Hospitals throughout Canada are warning the federal government that they are ill-prepared for the coronavirus pandemic, underscoring that workers who contract the disease because they have been compelled to turn up for work will receive sub-standard treatment. The lack of testing kits, respiratory equipment, and hospital beds exposes the devastation wrought by decades of job and service cuts by governments indifferent toward health care worker protections and the critical needs of sick patients. On Monday, a Reuters report revealed that the 55 million N95 masks purchased by Ontario in the wake of the 2003 SARS outbreak have all passed their expiration dates. Despite warnings about this from the auditor general as long ago as 2017, no action was taken to replace them.
The Lynn Valley Care Centre in North Vancouver, where the first fatality in Canada from COVID-19 occurred Sunday, provides a microcosm of the chaotic scenes that will soon play out across the country if urgent action is not taken. Relatives of residents report that they have been forced to feed them and help with cleaning the centre because only two members of staff are left to care for 50 residents. Two care workers have gone into quarantine, while others have refused to turn up for work due to a lack of precautionary safety measures. “We were trying to keep them [the residents] apart, but that was one of the issues. We could not maintain the procedures (officials recommended) to protect everyone,” commented one woman, whose 96-year-old father lives at the centre. “It’s dangerous and a really atrocious situation we’ve got here.”

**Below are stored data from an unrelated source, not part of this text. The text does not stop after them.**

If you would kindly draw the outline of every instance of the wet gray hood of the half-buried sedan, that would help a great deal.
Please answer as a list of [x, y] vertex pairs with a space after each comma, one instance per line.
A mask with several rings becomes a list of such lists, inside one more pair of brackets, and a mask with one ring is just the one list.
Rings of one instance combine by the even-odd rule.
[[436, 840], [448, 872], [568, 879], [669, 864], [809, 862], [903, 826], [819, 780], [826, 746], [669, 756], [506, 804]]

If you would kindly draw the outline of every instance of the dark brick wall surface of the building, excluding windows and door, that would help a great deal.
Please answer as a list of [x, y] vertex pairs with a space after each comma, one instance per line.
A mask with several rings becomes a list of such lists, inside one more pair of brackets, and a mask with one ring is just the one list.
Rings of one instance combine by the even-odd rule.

Even less support is available to the thousands of homeless people across Canada. Cathy Crowe, who has worked as a street nurse for years in Toronto with homeless people, told CBC that the combination of overcrowded shelters, drug addiction, transience, and chronic health problems make the city’s homeless population of approximately 8,000 on any given night at high-risk for contracting and spreading the disease. “Shelters are like a petri dish waiting for COVID-19 to arrive,” wrote Crowe in a blog post. “The conditions in the shelters are so severely crowded. Depending on who you talk to, there’s maybe 700 to 1,000 people sleeping outside because the shelters are full. It’s very much linked to the potential risk which is now at our doorstep,” she added to CBC.
Roxie Danielson, another street nurse, called on the government to increase shelter spaces by 2,000 to reduce overcrowding and use motels to isolate infected people. “I’m extremely worried about this because I know how deadly it could be if it hits the shelter system,” she said.
The utter failure of Canada’s ruling elite to protect workers and the homeless from the coronavirus pandemic poses the urgent need for the working class to intervene with its own program to protect the health and well-being of all. Workers must demand:
- Paid sick leave for all workers
- Free and universal testing for the coronavirus
- Free high-quality treatment and equality of care for all
To fight for these demands, the Socialist Equality Party urges workers to form rank-and-file workplace and neighborhood committees to coordinate their activities, mobilize their collective strength, ensure that those who are sick receive social support, and monitor working conditions to enforce a safe environment.